In deze zaak heeft de Rechtbank Gelderland op 5 juni 2020 uitspraak gedaan in een geschil over de WOZ-waarde van een sociale huurwoning. De eiser, huurder van de woning, had beroep ingesteld tegen de WOZ-beschikking waarin de waarde van de woning per waardepeildatum 1 januari 2017 was vastgesteld op € 153.000. De heffingsambtenaar van het Gemeentelijk Belastingkantoor Twente had het bezwaar van de eiser ongegrond verklaard. De rechtbank heeft op 28 november 2019 de zaak behandeld, waarbij de gemachtigde van de eiser en de vertegenwoordiger van de verweerder aanwezig waren.
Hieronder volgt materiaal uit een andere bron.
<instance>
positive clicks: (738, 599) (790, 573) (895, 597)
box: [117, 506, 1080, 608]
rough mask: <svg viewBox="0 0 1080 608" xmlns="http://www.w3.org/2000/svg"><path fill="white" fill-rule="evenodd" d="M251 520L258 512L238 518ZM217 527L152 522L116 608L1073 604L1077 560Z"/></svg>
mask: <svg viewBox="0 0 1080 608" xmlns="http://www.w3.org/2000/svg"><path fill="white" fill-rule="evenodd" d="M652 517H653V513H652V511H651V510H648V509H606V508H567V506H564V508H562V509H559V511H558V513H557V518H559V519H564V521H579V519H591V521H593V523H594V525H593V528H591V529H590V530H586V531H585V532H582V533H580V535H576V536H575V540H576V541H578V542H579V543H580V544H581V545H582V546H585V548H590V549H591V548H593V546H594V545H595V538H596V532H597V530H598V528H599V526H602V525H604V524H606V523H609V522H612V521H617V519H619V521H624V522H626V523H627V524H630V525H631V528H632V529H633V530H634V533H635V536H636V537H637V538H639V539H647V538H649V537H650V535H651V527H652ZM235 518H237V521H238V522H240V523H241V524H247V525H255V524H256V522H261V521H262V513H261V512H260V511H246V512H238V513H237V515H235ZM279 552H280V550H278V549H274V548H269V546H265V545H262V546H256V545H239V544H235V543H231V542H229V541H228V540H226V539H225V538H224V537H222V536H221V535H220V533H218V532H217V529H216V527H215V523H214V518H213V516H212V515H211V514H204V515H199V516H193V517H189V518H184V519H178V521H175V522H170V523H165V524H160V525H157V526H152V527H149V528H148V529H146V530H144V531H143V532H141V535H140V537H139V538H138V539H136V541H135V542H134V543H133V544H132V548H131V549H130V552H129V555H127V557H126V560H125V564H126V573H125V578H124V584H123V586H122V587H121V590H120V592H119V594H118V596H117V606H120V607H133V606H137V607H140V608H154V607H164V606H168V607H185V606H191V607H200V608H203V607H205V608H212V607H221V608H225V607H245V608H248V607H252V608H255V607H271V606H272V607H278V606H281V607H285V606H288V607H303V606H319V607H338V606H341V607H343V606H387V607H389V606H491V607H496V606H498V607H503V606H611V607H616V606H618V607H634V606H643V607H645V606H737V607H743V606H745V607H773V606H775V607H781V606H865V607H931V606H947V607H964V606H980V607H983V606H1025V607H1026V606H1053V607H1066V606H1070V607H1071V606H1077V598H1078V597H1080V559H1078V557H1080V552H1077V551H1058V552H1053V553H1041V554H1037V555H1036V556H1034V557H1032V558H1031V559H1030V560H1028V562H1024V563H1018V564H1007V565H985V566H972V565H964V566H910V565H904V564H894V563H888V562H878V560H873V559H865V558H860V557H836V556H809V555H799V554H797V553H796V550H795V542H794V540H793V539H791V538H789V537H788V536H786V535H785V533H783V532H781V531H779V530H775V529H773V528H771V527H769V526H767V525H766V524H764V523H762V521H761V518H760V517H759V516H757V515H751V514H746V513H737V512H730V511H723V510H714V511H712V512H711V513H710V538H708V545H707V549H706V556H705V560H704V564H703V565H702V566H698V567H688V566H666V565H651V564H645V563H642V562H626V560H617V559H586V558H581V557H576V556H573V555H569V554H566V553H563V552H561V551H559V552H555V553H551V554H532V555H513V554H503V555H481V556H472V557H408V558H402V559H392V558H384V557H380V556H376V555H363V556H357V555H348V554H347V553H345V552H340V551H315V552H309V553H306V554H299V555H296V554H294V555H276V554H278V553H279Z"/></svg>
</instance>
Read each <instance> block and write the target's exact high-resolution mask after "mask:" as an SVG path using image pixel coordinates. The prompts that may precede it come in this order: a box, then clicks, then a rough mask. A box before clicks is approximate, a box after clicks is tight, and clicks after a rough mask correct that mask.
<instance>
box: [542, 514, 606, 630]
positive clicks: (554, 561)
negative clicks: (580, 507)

De rechtbank heeft vastgesteld dat de eiser geen procesbelang heeft bij het aanvechten van de WOZ-beschikking, omdat een wijziging van de WOZ-waarde geen invloed heeft op de huurprijs van de sociale huurwoning. De rechtbank heeft ook geoordeeld dat de heffingsambtenaar niet voldoende bewijs heeft geleverd voor de vastgestelde waarde van de woning. De eiser heeft een lagere waarde van € 135.000 bepleit, maar de rechtbank heeft geoordeeld dat ook de eiser niet in zijn bewijsvoering is geslaagd. Uiteindelijk heeft de rechtbank de WOZ-waarde vastgesteld op € 140.000.
De rechtbank heeft het beroep gegrond verklaard, de uitspraak op bezwaar vernietigd, de WOZ-waarde verlaagd en de verweerder veroordeeld in de proceskosten van de eiser. De uitspraak is gedaan door een meervoudige kamer, en de griffier heeft de uitspraak op 9 juli 2020 verzonden aan de partijen. Tegen deze uitspraak staat hoger beroep open bij het gerechtshof Arnhem-Leeuwarden.